Há uma diferença substancial entre a meta final de uma ideologia e o seu discurso, que de maneira mais superficial podemos chamar de narrativa e, ao final do processo, seus slogans. Ater-se aos slogans é unicamente reagir a estímulos quase físicos e últimos do processo persuasivo. Da mesma forma, ater-se somente à ideologia e sua meta final, é deixar de lado todos os meios pelos quais essa ideologia irá alcançar seus objetivos. Ambas significam nada menos do que pedir para ser enganado e entrar na fila duas vezes. Não há, neste assunto, desculpa para um foco exclusivo em um dos aspectos. Mas, ao que parece, o mesmo mal tão denunciado por Olavo de Carvalho na opinião pública brasileira tomou grande parte do fruto do seu trabalho, hoje representado por todo um “mainstream” de analistas espontâneos, políticos por acaso ou influencers por coincidência, que tentam imitá-lo na superfície, em slogans e trejeitos, acabando por inverter, uma a uma, todas as suas principais recomendações de estudo e análise da realidade.
Sobre a análise da geopolítica contemporânea, os ditos conservadores perdem de lavada para os discípulos de Alexander Dugin, que colhem como uvas maduras apoiadores da esquerda e da direita para a sua causa, que é a causa da Rússia, das ideologias de terceira posição e, em última análise do já nem tão discreto processo de descristianização do conservadorismo que terminará na sua islamização. Um dos tópicos disso é, certamente, a vitória de Donald Trump.
No discurso da esquerda internacional, a primeira eleição de Trump, em 2016, foi entendida como um dos elementos de ruptura da ordem vigente através de um movimento visto como “perigoso”. Da mesma forma, encaixou-se nisto o Brexit e, mais adiante, o bolsonarismo no Brasil. O que parecia contar com elementos de espontaneidade popular, baseado num cansaço com as agendas de esquerda em todo o mundo, foi aos poucos sendo apropriado por aqueles que detinham os meios de narrativa. Não há como creditar as vitórias conservadoras a alguma superioridade intelectual, estratégica ou tática proveniente dos conservadores, já que estes estavam há décadas alijados desses meios de ação. Sobra, então, a velha esquerda, os grupos que ocuparam a mídia e o meio acadêmico, assim como os agentes russos conscientes deste processo e desejosos de aproveitar-se dele. Ao mesmo tempo, foram os globalistas que vieram empoderando, por exemplo, grupos islâmicos em todo o Ocidente a partir de narrativas como a islamofobia etc. Ou seja, há muitos agentes históricos interessados num retorno à estética tradicional e antiocidental, para que sonhemos ter sido obra de conservadores. Ora, se não foram os conservadores que construíram a atual situação, como é que seriam eles a obter alguma vantagem disso?

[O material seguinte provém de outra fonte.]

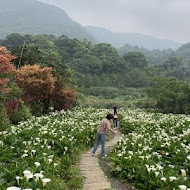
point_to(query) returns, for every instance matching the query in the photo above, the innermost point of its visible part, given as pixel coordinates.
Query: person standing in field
(115, 118)
(102, 130)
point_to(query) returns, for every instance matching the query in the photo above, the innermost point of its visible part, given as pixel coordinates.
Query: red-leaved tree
(37, 83)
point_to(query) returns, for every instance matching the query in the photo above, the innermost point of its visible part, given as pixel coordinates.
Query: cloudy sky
(165, 19)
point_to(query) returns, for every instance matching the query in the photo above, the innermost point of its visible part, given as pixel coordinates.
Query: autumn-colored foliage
(36, 82)
(6, 68)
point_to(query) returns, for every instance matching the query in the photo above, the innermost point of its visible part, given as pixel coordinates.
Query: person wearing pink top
(115, 119)
(102, 130)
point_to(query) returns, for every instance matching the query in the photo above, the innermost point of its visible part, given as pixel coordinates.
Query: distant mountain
(120, 39)
(34, 17)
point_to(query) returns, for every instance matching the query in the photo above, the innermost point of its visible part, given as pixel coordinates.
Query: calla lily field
(43, 152)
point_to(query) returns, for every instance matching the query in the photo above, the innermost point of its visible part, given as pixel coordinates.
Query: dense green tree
(135, 59)
(170, 94)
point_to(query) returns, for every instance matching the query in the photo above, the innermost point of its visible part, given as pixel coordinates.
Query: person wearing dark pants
(102, 130)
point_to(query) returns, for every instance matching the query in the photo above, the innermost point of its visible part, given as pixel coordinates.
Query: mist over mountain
(34, 17)
(120, 39)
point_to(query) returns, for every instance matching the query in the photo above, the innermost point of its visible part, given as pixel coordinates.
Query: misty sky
(165, 19)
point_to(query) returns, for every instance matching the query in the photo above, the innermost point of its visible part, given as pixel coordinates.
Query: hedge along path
(95, 178)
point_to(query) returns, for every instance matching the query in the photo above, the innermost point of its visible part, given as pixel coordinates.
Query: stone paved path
(90, 169)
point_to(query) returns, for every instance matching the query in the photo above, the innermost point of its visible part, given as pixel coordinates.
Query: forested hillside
(102, 75)
(34, 17)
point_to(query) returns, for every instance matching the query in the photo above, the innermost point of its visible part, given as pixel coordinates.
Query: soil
(117, 184)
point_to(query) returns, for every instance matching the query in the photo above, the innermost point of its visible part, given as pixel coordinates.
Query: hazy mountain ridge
(120, 39)
(34, 17)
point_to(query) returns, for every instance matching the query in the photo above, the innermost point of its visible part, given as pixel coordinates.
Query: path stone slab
(97, 186)
(95, 178)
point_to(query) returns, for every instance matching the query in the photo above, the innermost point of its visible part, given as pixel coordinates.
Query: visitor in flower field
(102, 130)
(115, 118)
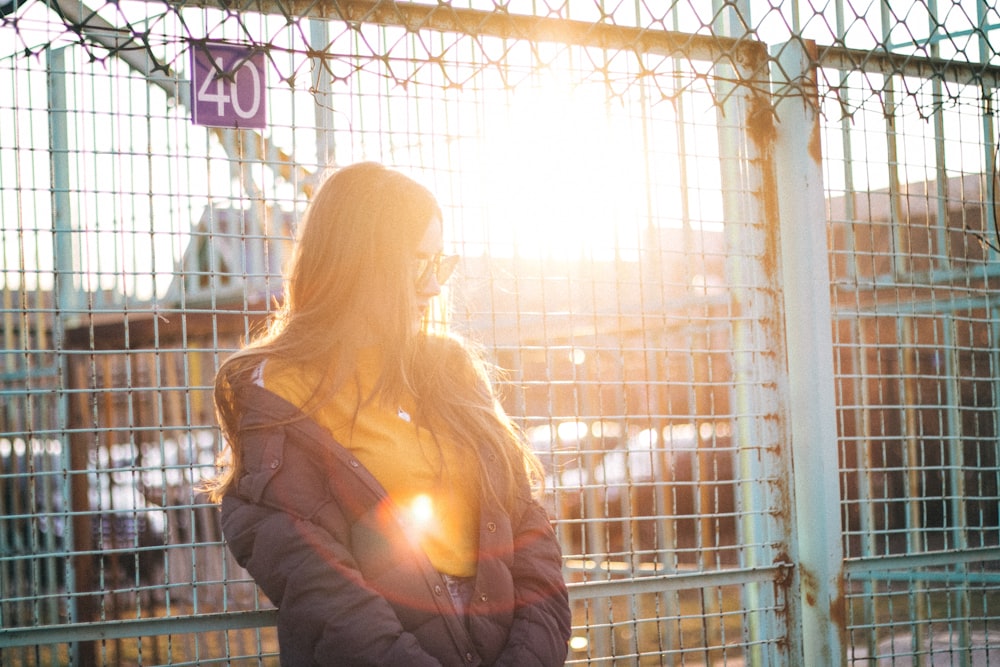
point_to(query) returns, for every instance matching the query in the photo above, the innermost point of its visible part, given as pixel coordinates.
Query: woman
(374, 488)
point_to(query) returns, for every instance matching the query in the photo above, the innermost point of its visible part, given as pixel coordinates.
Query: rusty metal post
(809, 340)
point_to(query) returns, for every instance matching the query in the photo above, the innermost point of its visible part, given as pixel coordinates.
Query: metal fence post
(809, 339)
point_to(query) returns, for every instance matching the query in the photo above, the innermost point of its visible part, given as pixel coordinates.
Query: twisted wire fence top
(675, 45)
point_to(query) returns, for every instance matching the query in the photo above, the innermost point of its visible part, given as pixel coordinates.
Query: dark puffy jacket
(320, 537)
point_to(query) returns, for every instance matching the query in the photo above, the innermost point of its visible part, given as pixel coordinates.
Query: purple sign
(228, 86)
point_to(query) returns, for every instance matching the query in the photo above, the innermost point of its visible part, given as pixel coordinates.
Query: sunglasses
(440, 266)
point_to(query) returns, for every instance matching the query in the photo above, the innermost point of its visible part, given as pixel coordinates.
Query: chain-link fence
(724, 249)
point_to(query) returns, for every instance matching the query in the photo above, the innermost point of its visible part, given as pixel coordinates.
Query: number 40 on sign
(228, 86)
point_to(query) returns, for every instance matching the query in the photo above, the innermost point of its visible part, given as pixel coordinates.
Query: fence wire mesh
(608, 174)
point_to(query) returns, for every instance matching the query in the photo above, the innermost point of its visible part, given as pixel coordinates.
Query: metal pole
(809, 340)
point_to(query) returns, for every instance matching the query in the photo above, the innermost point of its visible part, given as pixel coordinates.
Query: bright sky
(553, 167)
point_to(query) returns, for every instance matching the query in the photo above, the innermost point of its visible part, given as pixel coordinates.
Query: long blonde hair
(349, 285)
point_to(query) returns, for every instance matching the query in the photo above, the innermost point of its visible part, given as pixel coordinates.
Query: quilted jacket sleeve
(321, 597)
(541, 629)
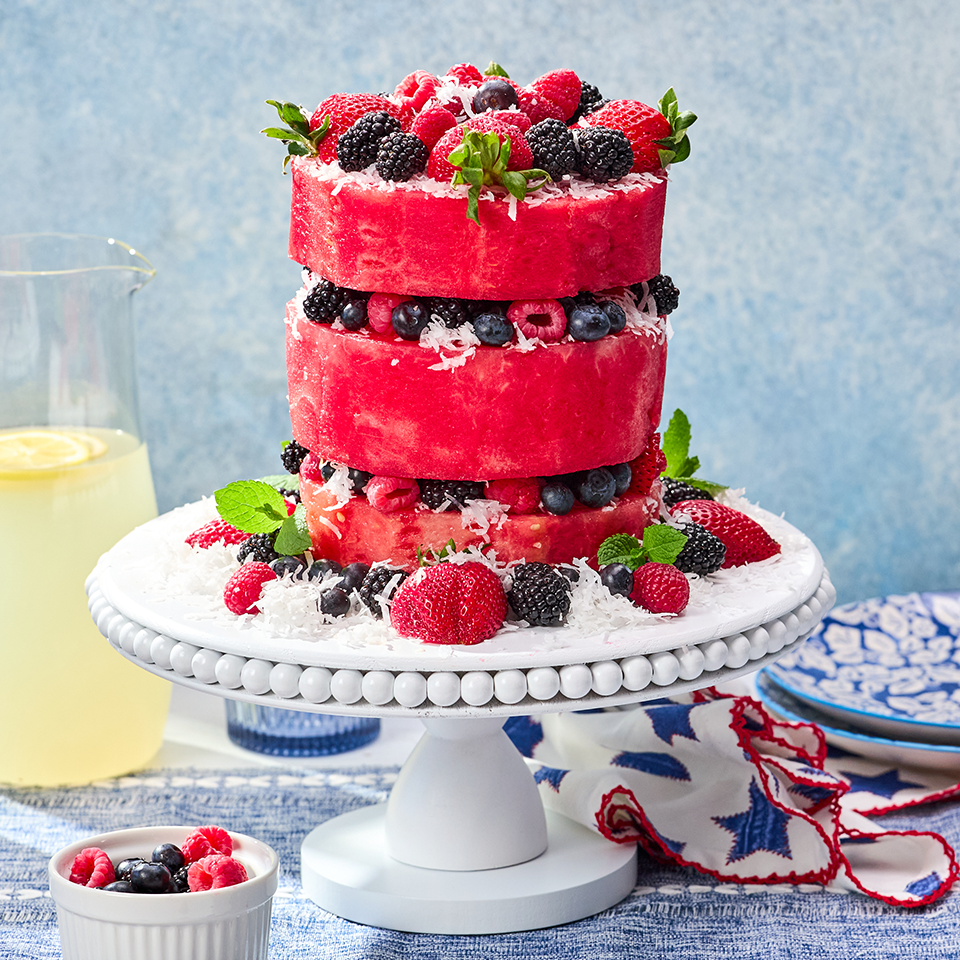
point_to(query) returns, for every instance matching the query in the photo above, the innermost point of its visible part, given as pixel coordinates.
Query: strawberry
(343, 110)
(563, 87)
(215, 872)
(647, 467)
(216, 531)
(432, 123)
(243, 589)
(660, 588)
(450, 603)
(643, 126)
(746, 541)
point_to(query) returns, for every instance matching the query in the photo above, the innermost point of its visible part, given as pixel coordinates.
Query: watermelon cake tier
(402, 409)
(414, 238)
(357, 531)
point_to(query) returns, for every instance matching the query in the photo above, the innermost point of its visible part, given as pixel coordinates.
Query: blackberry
(703, 553)
(292, 456)
(666, 295)
(375, 583)
(553, 146)
(604, 154)
(357, 147)
(324, 302)
(259, 546)
(539, 595)
(451, 311)
(455, 492)
(676, 490)
(590, 99)
(401, 156)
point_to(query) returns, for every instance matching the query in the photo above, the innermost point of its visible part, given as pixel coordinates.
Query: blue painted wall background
(814, 233)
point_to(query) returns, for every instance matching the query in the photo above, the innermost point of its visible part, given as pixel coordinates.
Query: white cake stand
(463, 846)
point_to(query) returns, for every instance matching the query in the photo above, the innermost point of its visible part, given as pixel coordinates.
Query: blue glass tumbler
(295, 733)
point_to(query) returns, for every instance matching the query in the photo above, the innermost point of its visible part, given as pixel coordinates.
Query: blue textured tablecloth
(673, 912)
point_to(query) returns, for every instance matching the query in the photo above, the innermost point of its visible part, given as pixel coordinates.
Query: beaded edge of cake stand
(444, 693)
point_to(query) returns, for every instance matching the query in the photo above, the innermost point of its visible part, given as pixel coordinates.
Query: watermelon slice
(413, 241)
(357, 531)
(381, 404)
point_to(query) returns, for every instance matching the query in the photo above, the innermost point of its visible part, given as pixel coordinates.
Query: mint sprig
(661, 544)
(676, 147)
(676, 448)
(483, 160)
(300, 140)
(254, 506)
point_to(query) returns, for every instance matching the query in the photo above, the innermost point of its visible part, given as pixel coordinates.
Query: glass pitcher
(74, 479)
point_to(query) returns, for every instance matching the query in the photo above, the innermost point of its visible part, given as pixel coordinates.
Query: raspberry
(642, 125)
(517, 496)
(344, 109)
(432, 123)
(604, 154)
(92, 868)
(450, 603)
(538, 319)
(563, 87)
(660, 588)
(401, 156)
(380, 309)
(647, 467)
(553, 147)
(214, 872)
(746, 541)
(390, 494)
(521, 156)
(438, 166)
(539, 595)
(466, 74)
(243, 589)
(216, 531)
(205, 841)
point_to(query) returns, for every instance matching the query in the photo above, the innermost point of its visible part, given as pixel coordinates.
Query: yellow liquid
(72, 709)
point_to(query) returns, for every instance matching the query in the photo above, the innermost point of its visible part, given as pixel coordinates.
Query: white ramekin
(232, 923)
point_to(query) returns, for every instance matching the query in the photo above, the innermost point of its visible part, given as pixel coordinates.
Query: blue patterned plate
(937, 756)
(889, 666)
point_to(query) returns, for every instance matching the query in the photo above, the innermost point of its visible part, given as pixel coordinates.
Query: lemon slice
(33, 450)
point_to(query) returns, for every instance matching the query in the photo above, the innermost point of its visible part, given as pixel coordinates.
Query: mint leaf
(251, 506)
(662, 543)
(621, 548)
(676, 443)
(294, 537)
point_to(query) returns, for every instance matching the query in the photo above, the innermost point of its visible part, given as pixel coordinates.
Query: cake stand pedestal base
(345, 869)
(463, 846)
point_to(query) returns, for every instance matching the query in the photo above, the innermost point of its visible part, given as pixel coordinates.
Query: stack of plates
(881, 678)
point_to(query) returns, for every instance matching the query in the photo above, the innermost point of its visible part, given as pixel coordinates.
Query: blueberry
(119, 886)
(615, 314)
(596, 488)
(320, 568)
(125, 867)
(169, 854)
(588, 323)
(557, 498)
(622, 475)
(617, 578)
(353, 575)
(334, 602)
(409, 319)
(495, 94)
(354, 315)
(151, 878)
(492, 329)
(291, 567)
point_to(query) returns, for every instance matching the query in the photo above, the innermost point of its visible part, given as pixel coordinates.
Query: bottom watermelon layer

É claro e evidente que se trata de uma nova construção narrativa, um resgate do anti sistemismo originário do globalismo. E este impulso foi dado principalmente durante a Pandemia, quando a entrada de pautas como a liberdade de expressão, de consciência e religiosa, entrou forte no seio da mentalidade conservadora. Essas pautas, fundamentalmente revolucionárias, passaram a fazer parte do jargão conservador de maneira ainda mais forte do que já vinha sendo. Neste meio conservador, entraram uma infinidade de influencers oriundos da própria esquerda, libertários, terapeutas holísticos, espiritualistas etc, de maneira que os velhos conservadores, de índole tradicional e católica, acabaram adaptando seu discurso ao anti sistemismo puro e simples. Mas qual é o sistema a que os conservadores de fato se opõem?
Parece evidente que todo esse movimento caminha para prejudicar pautas como a Agenda 2030, do controle utilitário da vida humana, da homogeneização totalitária da saúde e da economia, da política e dos discursos. No entanto, seria preciso averiguar melhor qual é a pauta que se desenvolve de maneira menos direta e ostensiva, nos meios acadêmicos, nos meios literários, na filosofia e na geopolítica. É evidente que toda essa oposição ao globalismo ocidental será utilizada apenas em benefício da agenda multipolar, etapa ainda mais igualitária do globalismo anterior, capitaneado pela Rússia nas mãos de Putin e sob a regência das ideias que Alexander Dugin e a sua colcha de retalhos ideológica.
Putin, e não Trump, sairá fortalecido a partir de agora. Não porque ele vencerá o globalismo, mas justamente porque está em suas mãos o bastão da nova ordem, da conjuntura multipolar que nada mais é do que uma reedição do globalismo igualitário, da revolução que deseja empoderar todas as religiões, exceto o catolicismo e, principalmente e afinal, o islamismo no ocidente.